Long distance relationships are never easy. While others have succeeded in making them work, others have failed after reasoning that they are complicated, time wasting and emotionally draining.
A case in point is the Obbo family.
For many years, Obbo was frustrated with his occupation as a mechanic. The earnings hardly supported his wife and their two children. When he heard about a job as a security guard in Dubai, he seized the opportunity. In 2014, he left the country for Dubai.
“I did not want my husband to go. I pleaded with him several times but he refused to listen,” Ms Obbo says.
Relations between the couple soured after a year in Dubai. “He hardly calls or replies my messages,” she says. “I am frustrated. He even sends us less money nowadays unlike before when he had just landed in Dubai.”
At a certain point in time, the mother of two wanted to join her husband but the challenges were she did not know exactly where her husband is deployed and also lacks a passport. All she does now is wait and hope for that phone call from her husband saying he is coming back home.
Jena and Sam Kizito is another couple involved in a long distance relationship. Jena stays and works in Uganda while Sam is in South Africa pursuing his studies.
“It is really tough being in love with someone who is miles away.

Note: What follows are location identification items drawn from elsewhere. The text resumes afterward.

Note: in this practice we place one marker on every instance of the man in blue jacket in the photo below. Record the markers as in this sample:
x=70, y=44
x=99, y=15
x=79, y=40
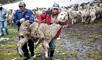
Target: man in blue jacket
x=19, y=16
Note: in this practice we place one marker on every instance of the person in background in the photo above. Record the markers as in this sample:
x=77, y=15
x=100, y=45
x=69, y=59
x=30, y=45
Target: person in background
x=50, y=17
x=20, y=16
x=3, y=21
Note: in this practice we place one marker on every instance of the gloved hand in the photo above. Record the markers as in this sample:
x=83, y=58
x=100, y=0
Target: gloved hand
x=22, y=20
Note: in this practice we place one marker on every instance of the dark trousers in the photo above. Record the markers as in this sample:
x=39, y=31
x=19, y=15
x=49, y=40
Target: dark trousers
x=31, y=48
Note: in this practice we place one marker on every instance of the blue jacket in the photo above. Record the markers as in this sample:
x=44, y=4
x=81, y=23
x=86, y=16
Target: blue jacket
x=28, y=15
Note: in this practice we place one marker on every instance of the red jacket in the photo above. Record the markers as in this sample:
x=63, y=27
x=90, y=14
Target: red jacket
x=47, y=17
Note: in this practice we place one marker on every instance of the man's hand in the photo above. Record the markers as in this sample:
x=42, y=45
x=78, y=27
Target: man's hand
x=22, y=20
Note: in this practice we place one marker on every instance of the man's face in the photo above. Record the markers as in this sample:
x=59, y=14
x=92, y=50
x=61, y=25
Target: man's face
x=55, y=11
x=22, y=8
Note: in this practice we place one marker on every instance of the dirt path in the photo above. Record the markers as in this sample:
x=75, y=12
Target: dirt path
x=81, y=42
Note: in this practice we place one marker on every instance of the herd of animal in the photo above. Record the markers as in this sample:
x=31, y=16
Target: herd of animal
x=43, y=33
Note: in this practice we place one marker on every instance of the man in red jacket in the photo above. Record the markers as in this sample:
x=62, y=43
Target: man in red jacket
x=50, y=17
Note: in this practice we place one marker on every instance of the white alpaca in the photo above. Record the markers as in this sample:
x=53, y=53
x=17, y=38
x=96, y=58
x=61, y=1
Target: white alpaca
x=43, y=33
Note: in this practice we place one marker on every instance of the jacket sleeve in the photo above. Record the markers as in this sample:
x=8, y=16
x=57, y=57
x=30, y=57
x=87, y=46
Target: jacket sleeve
x=15, y=18
x=42, y=16
x=31, y=18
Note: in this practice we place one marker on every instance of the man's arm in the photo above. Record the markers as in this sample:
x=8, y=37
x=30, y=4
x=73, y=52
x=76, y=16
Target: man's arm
x=42, y=16
x=15, y=18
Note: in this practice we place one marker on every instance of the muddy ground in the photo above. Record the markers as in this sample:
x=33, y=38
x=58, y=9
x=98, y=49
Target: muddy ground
x=78, y=42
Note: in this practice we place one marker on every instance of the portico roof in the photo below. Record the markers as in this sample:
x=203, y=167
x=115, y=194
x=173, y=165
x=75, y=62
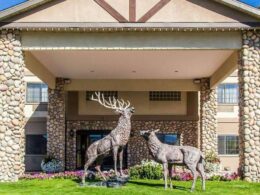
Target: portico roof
x=31, y=4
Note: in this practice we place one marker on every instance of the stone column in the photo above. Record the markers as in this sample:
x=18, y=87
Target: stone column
x=208, y=118
x=249, y=106
x=56, y=122
x=12, y=96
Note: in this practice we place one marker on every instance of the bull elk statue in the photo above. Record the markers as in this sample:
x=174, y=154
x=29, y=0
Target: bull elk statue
x=169, y=155
x=114, y=142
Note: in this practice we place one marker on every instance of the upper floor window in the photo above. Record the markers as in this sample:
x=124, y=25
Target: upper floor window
x=228, y=144
x=36, y=144
x=172, y=139
x=228, y=93
x=165, y=96
x=36, y=93
x=106, y=94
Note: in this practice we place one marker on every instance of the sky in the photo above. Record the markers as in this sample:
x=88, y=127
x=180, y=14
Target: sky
x=5, y=4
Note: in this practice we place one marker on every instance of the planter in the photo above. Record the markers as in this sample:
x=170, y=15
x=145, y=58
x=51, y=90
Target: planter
x=52, y=166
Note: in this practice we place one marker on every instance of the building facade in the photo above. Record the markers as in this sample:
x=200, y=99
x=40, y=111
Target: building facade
x=166, y=57
x=81, y=133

It is like we are living different lives since we are not creating memories together,” says Jena.
The couple communicates mostly via WhatsApp and Facebook. Jena is also glad that Sam atleast makes an effort to call her from time to time.
“It is during such occasions that he reassures me of his love and that he will certainly come back home to me,” Jena says.
The constant communication and assurances is what Jena says keeps the relationship going.
Issues that arise from long distance love
David Kavuma, a counselling psychologist at Mildmay Uganda and Adonai Counselling and Training Services, says problems usually start from the point when one party does not conform to the idea of the other person leaving.
“To this particular person, they will think that you are leaving them despite the fact that you are either going to further your studies or embrace a new career,” Kavuma says.
The only way of restoring calm and hope in the situation is by reassuring the person that you will either come back to them or that you will do everything in your power to see to it that they join you.
“Atleast such words give them assurance that you value the relationship and want it to continue,” Kavuma says.
But that aside, Kavuma says the other challenge with such relationships is that they start to drag along the way because of the uncertainty of where the relationship is heading to.
“It is the reason an individual will even stop communicating regularly as they used to and for those who would also make it a point to visit their partners from time to time, they suddenly stop.”
But again, there is also the issue of infidelity and mistrust.
“It is not that one wants to cheat or have an affair but it is circumstances such as loneliness that force them to seek solace in other people.”
For instance, when Jacob Busuulwa came back to Uganda from a one year study scholarship in the United States, he discovered that his girlfriend had moved on to another relationship and was even expecting a child with her new man.
“I was very hurt because she had always assured me that there is no one else and that she was waiting for me to get back home,” Busuulwa says.
“But when I got home, I found out that another man had taken over and it was already too late to do anything about it.”
Brenda Naiga, is another example of an individual whose long distance relationship crumbled. According to her, the distance diminished the things they talked about.